Ohio is a lien theory state and as such the primary instrument of security is the mortgage, and the property itself secures the loan. The only way a mortgage lien may be dissolved is by means of the judicial foreclosure process. In the judicial foreclosure process the lender is compelled to go to court to obtain an order to repossess the property. The county court in the jurisdiction in which the property is situated is where the complaint must be filed heard and finalized.
A judicial foreclosure takes a good deal longer than the non-judicial process and in Ohio this can take anything from 150 to 180 days if the matter is uncontested. This means that the borrower has not laid a counter claim. The borrower is also able to seek delays, and make request for hearings to be adjourned, and if they are appealing for bankruptcy this delays the process even longer.
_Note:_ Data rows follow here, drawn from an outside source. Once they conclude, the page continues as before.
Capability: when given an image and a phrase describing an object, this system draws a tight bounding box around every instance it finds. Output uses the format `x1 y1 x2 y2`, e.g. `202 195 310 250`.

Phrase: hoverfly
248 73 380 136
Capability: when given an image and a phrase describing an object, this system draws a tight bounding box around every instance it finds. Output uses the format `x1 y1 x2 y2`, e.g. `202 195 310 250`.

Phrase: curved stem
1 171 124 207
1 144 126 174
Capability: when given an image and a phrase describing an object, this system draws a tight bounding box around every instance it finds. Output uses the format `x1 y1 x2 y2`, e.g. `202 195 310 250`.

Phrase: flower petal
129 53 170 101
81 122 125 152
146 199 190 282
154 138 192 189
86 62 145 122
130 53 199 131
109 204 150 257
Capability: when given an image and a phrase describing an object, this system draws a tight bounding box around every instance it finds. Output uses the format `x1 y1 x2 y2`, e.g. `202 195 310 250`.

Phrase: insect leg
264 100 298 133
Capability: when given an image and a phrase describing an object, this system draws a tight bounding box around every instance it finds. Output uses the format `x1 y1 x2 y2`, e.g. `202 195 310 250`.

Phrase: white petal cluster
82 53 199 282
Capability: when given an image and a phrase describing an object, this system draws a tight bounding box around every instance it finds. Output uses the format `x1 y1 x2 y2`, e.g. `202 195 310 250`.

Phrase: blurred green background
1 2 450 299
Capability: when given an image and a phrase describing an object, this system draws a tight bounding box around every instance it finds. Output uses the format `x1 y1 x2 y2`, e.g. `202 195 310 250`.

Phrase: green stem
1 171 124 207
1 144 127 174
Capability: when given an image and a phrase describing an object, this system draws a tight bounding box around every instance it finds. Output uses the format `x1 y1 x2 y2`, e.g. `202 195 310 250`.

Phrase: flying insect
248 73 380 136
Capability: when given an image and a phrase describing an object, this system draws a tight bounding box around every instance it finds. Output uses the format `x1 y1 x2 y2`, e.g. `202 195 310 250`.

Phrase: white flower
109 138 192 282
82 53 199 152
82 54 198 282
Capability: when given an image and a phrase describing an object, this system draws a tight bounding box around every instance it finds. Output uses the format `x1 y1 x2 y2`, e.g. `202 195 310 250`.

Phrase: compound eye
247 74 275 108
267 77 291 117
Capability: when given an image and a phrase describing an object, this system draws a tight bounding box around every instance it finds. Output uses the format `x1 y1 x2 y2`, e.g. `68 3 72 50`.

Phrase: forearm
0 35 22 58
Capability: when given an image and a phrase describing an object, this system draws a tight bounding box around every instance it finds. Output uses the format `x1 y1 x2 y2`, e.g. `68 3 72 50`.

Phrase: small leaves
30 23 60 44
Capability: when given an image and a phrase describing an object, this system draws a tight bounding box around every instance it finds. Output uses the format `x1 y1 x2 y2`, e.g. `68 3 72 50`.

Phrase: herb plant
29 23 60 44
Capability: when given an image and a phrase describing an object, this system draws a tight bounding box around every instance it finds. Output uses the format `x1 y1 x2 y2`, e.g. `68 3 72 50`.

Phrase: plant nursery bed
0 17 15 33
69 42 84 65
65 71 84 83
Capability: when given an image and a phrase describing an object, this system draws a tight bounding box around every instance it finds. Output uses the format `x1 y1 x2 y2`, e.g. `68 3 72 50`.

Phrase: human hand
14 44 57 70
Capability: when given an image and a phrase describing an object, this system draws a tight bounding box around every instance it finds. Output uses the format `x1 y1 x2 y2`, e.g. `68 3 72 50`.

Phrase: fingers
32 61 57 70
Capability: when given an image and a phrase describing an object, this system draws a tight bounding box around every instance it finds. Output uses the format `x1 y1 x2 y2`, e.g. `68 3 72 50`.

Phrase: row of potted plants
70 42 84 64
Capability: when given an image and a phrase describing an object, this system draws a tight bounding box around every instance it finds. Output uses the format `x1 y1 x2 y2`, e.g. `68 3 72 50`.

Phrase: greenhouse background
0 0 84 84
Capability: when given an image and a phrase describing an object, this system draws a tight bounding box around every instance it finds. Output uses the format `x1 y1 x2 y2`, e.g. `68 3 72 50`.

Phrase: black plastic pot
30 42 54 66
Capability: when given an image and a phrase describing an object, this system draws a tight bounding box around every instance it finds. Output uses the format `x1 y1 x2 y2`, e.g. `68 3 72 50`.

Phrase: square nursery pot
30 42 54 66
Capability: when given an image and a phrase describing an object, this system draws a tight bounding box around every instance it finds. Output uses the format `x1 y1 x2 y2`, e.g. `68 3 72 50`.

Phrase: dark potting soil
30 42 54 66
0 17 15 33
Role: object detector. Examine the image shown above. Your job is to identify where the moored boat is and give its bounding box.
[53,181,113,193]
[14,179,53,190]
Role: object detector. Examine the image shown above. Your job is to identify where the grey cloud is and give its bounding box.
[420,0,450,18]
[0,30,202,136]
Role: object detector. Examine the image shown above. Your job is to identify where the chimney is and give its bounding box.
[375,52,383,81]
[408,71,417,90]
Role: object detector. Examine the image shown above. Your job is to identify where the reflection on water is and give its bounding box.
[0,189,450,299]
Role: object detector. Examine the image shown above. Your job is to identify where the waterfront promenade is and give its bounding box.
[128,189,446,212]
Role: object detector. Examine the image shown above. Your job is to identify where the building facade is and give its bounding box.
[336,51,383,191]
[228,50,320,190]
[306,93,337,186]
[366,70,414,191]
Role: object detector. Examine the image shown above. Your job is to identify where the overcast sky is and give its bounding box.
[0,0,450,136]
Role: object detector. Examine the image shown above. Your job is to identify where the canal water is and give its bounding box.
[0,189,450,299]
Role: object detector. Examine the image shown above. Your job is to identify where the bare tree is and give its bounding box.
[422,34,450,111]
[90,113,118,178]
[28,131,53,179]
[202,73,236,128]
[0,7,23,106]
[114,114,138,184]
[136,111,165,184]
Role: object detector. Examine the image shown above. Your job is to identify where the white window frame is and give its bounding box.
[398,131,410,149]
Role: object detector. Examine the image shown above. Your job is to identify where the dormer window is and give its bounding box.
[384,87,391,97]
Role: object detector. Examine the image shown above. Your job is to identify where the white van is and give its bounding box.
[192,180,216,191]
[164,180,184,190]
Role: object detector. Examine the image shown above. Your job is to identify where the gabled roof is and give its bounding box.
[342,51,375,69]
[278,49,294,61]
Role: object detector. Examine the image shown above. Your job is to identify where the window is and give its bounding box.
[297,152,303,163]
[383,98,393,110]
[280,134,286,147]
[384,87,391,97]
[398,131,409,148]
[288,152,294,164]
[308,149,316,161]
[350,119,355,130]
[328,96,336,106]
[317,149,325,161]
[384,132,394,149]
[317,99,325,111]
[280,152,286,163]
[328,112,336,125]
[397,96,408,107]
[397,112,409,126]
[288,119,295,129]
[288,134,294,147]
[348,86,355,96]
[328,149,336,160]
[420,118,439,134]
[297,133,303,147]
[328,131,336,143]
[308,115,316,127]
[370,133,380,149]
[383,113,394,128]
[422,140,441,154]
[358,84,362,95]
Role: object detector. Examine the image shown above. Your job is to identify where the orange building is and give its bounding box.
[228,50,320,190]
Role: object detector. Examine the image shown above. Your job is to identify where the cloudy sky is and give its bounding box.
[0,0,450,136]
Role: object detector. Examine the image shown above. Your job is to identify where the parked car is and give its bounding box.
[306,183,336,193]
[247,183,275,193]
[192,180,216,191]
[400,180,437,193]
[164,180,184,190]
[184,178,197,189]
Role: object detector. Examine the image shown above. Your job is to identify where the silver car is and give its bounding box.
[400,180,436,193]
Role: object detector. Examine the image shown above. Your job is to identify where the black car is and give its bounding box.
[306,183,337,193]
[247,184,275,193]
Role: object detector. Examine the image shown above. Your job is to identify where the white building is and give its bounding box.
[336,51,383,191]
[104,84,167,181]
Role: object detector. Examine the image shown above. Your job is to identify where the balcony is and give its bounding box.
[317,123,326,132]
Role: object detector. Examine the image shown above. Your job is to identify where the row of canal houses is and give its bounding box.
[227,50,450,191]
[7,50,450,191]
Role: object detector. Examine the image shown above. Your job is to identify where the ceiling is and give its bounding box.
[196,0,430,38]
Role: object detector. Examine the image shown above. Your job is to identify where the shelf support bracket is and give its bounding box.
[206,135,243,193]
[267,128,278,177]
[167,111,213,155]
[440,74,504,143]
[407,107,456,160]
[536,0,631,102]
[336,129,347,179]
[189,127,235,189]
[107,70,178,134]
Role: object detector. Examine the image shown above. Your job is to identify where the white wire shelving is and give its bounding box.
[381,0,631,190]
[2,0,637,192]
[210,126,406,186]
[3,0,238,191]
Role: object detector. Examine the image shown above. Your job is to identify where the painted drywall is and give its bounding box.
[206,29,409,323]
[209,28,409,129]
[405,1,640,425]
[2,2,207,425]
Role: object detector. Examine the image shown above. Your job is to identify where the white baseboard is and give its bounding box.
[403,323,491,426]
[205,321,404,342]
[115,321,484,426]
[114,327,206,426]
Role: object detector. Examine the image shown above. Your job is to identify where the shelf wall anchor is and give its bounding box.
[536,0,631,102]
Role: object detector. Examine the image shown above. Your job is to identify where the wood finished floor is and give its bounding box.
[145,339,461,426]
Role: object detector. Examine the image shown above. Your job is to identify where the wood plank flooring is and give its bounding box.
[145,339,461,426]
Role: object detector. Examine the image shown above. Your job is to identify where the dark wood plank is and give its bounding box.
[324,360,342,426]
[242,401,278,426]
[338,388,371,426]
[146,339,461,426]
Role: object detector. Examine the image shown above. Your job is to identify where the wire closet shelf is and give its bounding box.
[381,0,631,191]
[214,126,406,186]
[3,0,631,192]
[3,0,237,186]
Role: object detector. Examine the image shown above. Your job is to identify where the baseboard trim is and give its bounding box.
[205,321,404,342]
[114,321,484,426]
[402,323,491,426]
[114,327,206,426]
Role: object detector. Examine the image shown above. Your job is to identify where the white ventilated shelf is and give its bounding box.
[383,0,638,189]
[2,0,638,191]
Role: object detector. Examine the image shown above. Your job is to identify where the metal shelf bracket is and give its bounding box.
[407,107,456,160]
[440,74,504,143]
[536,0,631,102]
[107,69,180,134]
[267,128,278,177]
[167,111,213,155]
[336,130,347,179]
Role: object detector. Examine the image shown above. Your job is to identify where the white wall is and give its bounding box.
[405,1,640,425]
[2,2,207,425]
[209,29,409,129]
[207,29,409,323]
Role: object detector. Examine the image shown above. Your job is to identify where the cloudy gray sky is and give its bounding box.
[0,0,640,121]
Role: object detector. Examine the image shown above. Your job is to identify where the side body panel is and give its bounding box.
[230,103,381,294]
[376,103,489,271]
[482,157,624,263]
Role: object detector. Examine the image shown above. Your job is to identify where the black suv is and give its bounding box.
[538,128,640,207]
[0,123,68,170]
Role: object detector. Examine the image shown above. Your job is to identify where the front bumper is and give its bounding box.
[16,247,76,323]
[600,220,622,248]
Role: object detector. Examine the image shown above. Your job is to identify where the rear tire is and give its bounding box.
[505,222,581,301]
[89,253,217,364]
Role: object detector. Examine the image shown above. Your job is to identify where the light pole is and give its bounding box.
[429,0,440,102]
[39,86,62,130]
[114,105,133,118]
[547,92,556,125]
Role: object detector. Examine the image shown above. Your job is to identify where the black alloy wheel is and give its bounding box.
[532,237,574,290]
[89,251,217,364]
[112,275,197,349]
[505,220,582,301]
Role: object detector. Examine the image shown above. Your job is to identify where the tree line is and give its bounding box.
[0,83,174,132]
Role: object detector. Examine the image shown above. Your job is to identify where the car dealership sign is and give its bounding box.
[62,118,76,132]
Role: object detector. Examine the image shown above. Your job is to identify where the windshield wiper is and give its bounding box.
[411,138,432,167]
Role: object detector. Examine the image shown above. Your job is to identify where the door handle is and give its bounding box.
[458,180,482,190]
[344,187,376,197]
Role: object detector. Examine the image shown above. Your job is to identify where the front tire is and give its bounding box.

When the lender has filed the complaint the borrower has 28 days to file an answer, if they do not respond the case is adjudicated, and the foreclosure decree issued. Appraisals of the property must be provided by 3 disinterested parties and it may not sell for less than 2/3 of the appraisal value.
The Sheriffs office handles the foreclosure sale at the county courthouse. Once the sale has taken place the courts decide if the sale was handled legally and they issue a conformation. As soon as confirmation is received from the courts there are no rights of redemption. Deficiency judgments are allowed if the property sells for less than the amount owed on the underlying loan, and there is a two year enforceability on the deficiency judgment. The borrower has to agree to an extended time in which to enforce the deficiency.